My visit today though wasn't just to find out how the work was going. I had the rare opportunity to climb up the crane that has been dominating St Helier's skyline for months.
To get to the top, myself and my cameraman had to climb up 15 ladders, decked out in a hard hat, gloves and proper boots.
We both found the first few ladders the toughest as we got over any fear of heights. I am not going to lie, ladders and heights aren't my favourite things but I couldn't miss the opportunity to see town from such an unusual perspective and as the crane is 56 metres high the views across town, and the island, are second to none.
It also feels a lot more secure up there than I imagined. In fact, apart from the views I forgot I was so high and was happy walking around at the top.
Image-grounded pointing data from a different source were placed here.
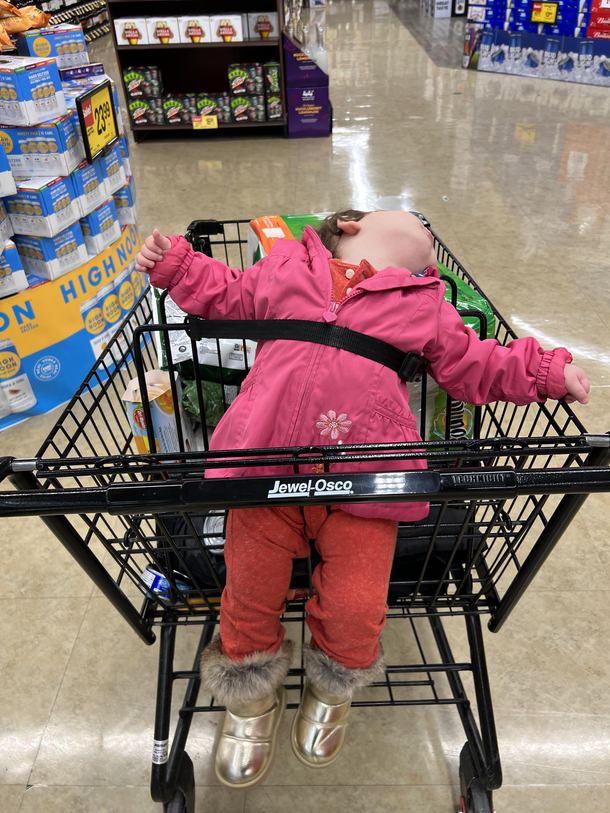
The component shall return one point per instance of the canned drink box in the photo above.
(51, 257)
(114, 172)
(43, 207)
(160, 398)
(125, 202)
(30, 91)
(6, 227)
(89, 186)
(246, 79)
(176, 109)
(143, 82)
(65, 43)
(13, 278)
(95, 325)
(101, 227)
(14, 381)
(131, 31)
(272, 75)
(194, 29)
(7, 182)
(54, 148)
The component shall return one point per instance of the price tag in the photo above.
(205, 122)
(97, 120)
(545, 13)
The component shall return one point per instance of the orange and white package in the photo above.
(163, 414)
(4, 37)
(263, 234)
(25, 19)
(8, 10)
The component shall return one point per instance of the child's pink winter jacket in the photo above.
(301, 394)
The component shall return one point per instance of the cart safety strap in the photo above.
(408, 366)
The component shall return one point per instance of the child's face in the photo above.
(402, 238)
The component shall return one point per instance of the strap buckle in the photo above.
(412, 367)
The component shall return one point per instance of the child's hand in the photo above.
(577, 385)
(153, 251)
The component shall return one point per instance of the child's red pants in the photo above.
(348, 613)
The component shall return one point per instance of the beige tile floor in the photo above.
(514, 174)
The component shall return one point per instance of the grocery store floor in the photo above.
(514, 174)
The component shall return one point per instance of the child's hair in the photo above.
(328, 230)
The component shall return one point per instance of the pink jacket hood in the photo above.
(300, 394)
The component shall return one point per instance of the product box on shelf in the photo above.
(7, 182)
(143, 82)
(308, 112)
(146, 111)
(43, 207)
(114, 172)
(12, 276)
(214, 104)
(101, 227)
(125, 156)
(160, 398)
(263, 26)
(194, 29)
(30, 91)
(54, 148)
(65, 43)
(125, 202)
(301, 70)
(89, 186)
(246, 79)
(131, 31)
(162, 31)
(226, 28)
(82, 71)
(51, 257)
(274, 105)
(568, 59)
(6, 228)
(177, 108)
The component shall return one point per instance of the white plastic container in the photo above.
(13, 380)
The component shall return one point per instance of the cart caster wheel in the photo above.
(183, 800)
(474, 798)
(177, 804)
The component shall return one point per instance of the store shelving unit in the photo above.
(203, 67)
(91, 14)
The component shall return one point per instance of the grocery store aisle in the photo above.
(514, 175)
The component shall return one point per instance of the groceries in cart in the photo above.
(337, 303)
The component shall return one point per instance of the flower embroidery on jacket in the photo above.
(333, 424)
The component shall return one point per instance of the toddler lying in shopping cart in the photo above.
(352, 272)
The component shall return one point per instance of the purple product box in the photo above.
(301, 71)
(308, 112)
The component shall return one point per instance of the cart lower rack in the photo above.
(500, 499)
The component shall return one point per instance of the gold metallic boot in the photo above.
(320, 724)
(255, 700)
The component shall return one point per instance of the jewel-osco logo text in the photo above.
(309, 488)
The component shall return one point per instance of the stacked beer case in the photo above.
(566, 40)
(57, 212)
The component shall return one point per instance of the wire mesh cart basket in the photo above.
(501, 496)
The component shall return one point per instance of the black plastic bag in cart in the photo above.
(410, 555)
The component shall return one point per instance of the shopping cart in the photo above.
(500, 501)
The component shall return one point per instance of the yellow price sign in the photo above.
(98, 119)
(545, 13)
(205, 122)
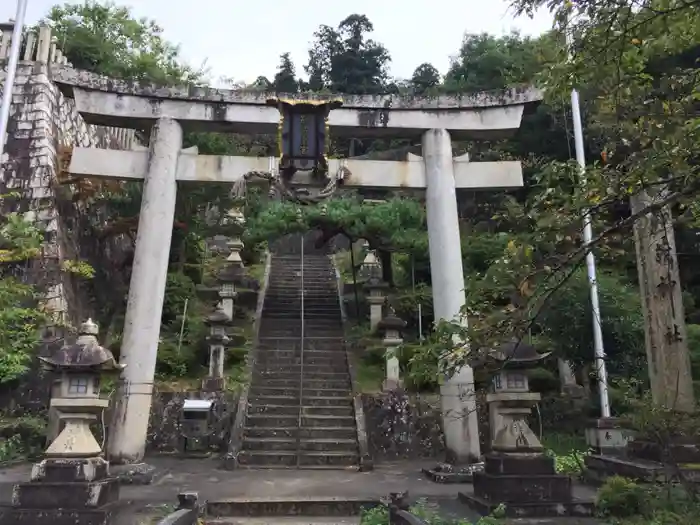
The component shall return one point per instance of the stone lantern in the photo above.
(517, 472)
(392, 326)
(511, 401)
(73, 476)
(376, 297)
(227, 278)
(235, 246)
(235, 216)
(371, 267)
(217, 339)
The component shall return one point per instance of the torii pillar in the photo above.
(457, 394)
(102, 101)
(146, 294)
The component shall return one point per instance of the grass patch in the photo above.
(369, 377)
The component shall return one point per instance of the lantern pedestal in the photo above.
(72, 485)
(517, 473)
(65, 490)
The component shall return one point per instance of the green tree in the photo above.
(487, 62)
(345, 60)
(109, 40)
(20, 317)
(425, 77)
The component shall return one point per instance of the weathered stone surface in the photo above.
(43, 124)
(402, 426)
(165, 432)
(56, 517)
(134, 474)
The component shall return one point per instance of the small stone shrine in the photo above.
(392, 326)
(217, 340)
(72, 484)
(517, 472)
(376, 290)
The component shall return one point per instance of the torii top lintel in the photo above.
(105, 101)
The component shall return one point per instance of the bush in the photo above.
(178, 289)
(621, 498)
(567, 320)
(20, 323)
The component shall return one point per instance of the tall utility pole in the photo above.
(599, 350)
(11, 70)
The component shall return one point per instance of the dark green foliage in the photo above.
(285, 79)
(345, 60)
(107, 39)
(567, 321)
(425, 78)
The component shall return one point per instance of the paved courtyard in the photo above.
(203, 476)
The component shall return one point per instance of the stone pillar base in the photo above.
(65, 491)
(448, 473)
(606, 436)
(528, 485)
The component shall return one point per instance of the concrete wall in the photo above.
(43, 126)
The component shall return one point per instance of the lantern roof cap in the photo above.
(84, 353)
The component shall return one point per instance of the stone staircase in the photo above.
(300, 410)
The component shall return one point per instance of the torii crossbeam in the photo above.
(166, 112)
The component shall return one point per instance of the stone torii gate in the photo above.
(169, 111)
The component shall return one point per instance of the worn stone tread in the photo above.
(287, 520)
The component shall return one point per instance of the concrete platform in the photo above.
(203, 476)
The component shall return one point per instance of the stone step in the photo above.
(304, 433)
(268, 390)
(285, 507)
(306, 400)
(280, 354)
(292, 288)
(271, 361)
(296, 322)
(316, 420)
(310, 381)
(295, 306)
(289, 458)
(295, 315)
(290, 410)
(314, 445)
(309, 334)
(293, 344)
(272, 366)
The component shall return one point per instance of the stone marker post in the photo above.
(72, 483)
(392, 327)
(517, 472)
(457, 394)
(129, 427)
(376, 297)
(217, 340)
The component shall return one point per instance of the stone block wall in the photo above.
(42, 128)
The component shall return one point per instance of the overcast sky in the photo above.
(243, 39)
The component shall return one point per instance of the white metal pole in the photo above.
(11, 70)
(598, 349)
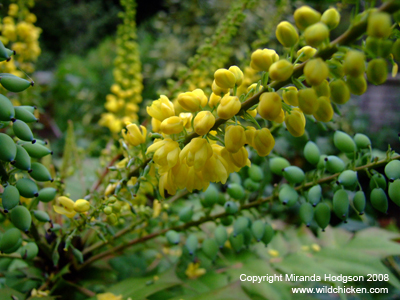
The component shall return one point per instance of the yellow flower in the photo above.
(229, 106)
(261, 60)
(196, 153)
(286, 34)
(193, 271)
(108, 296)
(270, 105)
(134, 136)
(66, 207)
(224, 78)
(81, 205)
(235, 138)
(203, 122)
(192, 101)
(172, 125)
(263, 142)
(161, 109)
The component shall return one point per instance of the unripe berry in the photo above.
(331, 18)
(340, 92)
(379, 25)
(354, 63)
(316, 70)
(281, 70)
(307, 51)
(290, 96)
(228, 107)
(316, 34)
(377, 71)
(270, 105)
(306, 16)
(261, 60)
(203, 122)
(286, 34)
(308, 101)
(224, 78)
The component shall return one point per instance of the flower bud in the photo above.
(306, 16)
(316, 71)
(264, 142)
(290, 96)
(238, 74)
(161, 109)
(228, 107)
(286, 34)
(324, 112)
(203, 122)
(270, 106)
(340, 92)
(81, 205)
(192, 101)
(308, 100)
(379, 25)
(357, 85)
(172, 125)
(281, 70)
(377, 71)
(224, 78)
(295, 122)
(261, 60)
(354, 64)
(307, 51)
(316, 34)
(218, 90)
(331, 18)
(235, 138)
(214, 100)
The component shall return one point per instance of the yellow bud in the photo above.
(379, 25)
(228, 107)
(203, 122)
(238, 74)
(193, 101)
(354, 63)
(324, 112)
(217, 90)
(134, 136)
(357, 85)
(286, 34)
(290, 96)
(172, 125)
(161, 109)
(306, 16)
(316, 34)
(323, 89)
(308, 101)
(331, 18)
(81, 205)
(235, 138)
(270, 106)
(224, 78)
(263, 142)
(377, 71)
(214, 100)
(261, 60)
(340, 92)
(295, 122)
(281, 70)
(316, 70)
(307, 51)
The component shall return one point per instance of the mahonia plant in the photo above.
(123, 102)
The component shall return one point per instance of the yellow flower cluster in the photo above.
(19, 33)
(122, 102)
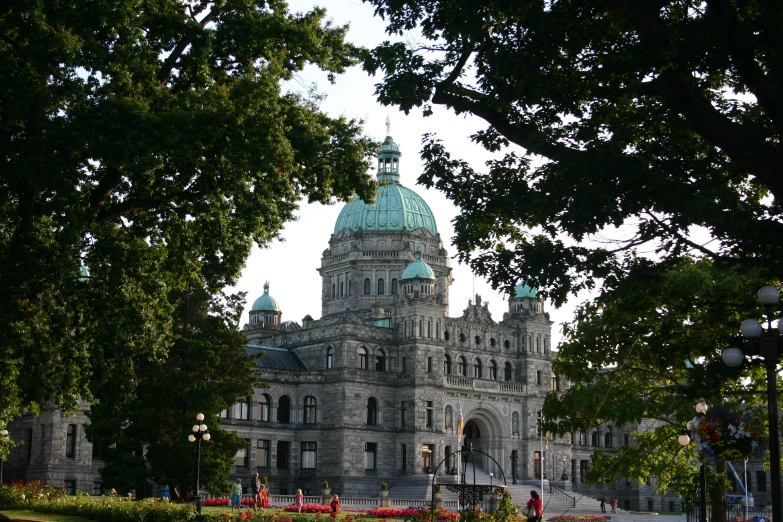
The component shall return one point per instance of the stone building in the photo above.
(372, 391)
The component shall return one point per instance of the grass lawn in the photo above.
(40, 517)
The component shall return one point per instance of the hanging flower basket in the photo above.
(728, 432)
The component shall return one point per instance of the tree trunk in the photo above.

It does move in the wind, and as you move things with it though, so you would need strong sea-legs if you were up there for too long!
On a practical note, the crane is essential for the working of the site, doing most of the heavy lifting and it was brought over from France because there is nothing in the island like it. We might even end up with two if the second building goes ahead soon.
From the top of it you can also see just how much work is going on below, and how the landscape is going to change if all the proposed buildings are built.
It wasn't what I was expecting this morning, but it was a great way to see the Finance Centre from a different perspective.